So what does it mean to police this neighborhood? Well, you get gangs, first and foremost. Cops love gangs. They give us a nice, easily-defined enemy, and they wear color-coded clothes for your convenience. Good old "us versus them," right? Nonsense. I've taken part in "rowdy buses," where we go about in groups and put hands in their pockets. For the most part, it ends up good-natured.
Once, in the middle of the swine flu crisis, I was full of the cold and sneezed mid-search. The gang member whose pockets I was delving for drugs and weapons giggled to himself and made a swine flu joke. I joined in the chuckles, until one of his compatriots loudly declared he didn't get it (he didn't know that swine and pig are the same thing). That set the entire gang off, and we spent a happy few minutes ripping the piss out of him. Next time I saw them, it was all smiles and jokes.
Ronaldccwong / Wiki Commons
Getting roasted is better than getting shot.
By contrast, a mate once stopped an elderly geezer, mostly to pass the time of day. He asked what the old-timer had in his shopping bag, only to be greeted with the severed head of the old boy's wife of 60 years. That put him off his breakfast.
I hasten to add that it's not that every gang member is a jocular scamp, scrumping apples and whatever tiffin is. [Ed. note: We have no idea what any of those words mean. We assume they only make sense to British people.] I was involved in the 2011 riots, and more than one occasion in Gilpin Square, or a Friday night in Shoreditch, has seen me outnumbered 200 or 300 to one, praying that the uniform and a good, commanding voice will keep them from realizing the odds. I made it, so I guess I did something right.
Raymond Yau/Wiki Commons
Still no guns -- this being the worst possible time to see if you're any good at using one.
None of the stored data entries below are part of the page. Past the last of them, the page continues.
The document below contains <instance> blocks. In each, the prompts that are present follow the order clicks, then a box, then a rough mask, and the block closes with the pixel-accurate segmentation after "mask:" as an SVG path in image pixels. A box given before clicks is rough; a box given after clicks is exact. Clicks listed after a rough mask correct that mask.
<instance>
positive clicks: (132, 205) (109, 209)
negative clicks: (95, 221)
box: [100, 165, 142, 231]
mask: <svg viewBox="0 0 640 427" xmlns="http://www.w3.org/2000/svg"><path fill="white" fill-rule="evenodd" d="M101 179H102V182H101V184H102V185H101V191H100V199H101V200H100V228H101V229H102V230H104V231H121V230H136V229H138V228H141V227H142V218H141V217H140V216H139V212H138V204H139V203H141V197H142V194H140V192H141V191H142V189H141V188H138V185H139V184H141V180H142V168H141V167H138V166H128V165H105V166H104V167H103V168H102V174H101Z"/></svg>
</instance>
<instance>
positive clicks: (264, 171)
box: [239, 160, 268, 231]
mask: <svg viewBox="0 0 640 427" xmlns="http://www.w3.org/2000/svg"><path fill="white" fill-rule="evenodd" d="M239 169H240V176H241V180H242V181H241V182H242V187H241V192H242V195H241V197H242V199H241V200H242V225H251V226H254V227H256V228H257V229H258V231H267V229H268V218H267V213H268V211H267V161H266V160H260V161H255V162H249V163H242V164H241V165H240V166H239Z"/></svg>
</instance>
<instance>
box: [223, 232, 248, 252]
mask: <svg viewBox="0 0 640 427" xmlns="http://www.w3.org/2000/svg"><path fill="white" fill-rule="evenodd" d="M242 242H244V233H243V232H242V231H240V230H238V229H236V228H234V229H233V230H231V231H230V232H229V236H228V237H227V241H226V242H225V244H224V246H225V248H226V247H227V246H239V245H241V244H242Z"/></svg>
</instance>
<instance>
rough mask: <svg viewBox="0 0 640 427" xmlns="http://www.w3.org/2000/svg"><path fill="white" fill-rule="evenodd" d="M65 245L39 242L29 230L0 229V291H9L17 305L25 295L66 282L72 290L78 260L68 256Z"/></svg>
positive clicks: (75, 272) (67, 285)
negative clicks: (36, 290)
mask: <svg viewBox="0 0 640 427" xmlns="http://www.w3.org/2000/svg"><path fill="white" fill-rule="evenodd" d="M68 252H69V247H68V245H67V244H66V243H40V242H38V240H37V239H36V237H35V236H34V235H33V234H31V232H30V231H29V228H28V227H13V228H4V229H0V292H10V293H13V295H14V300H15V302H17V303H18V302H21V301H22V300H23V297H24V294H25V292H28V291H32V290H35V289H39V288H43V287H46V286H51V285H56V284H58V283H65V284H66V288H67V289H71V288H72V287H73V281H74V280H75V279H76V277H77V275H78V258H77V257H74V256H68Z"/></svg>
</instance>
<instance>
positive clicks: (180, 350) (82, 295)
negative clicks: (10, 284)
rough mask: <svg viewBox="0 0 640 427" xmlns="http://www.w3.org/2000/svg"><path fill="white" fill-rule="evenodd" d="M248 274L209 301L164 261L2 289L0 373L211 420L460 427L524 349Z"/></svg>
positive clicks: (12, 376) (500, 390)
One colleague, who has now left the job, was intentionally driven into by a bandit car recently stolen by means of burglary. She made it, but it was one of the more serious injuries, because a car was used, so it required a significant stay in hospital. She was, as is right and proper, visited by senior staff. As it was, she was out of her gourd on morphine, and greeted the commander of the North East Cluster by pulling up her hospital gown and offering to show him her gash. The commander didn't visit Hackney so much after that.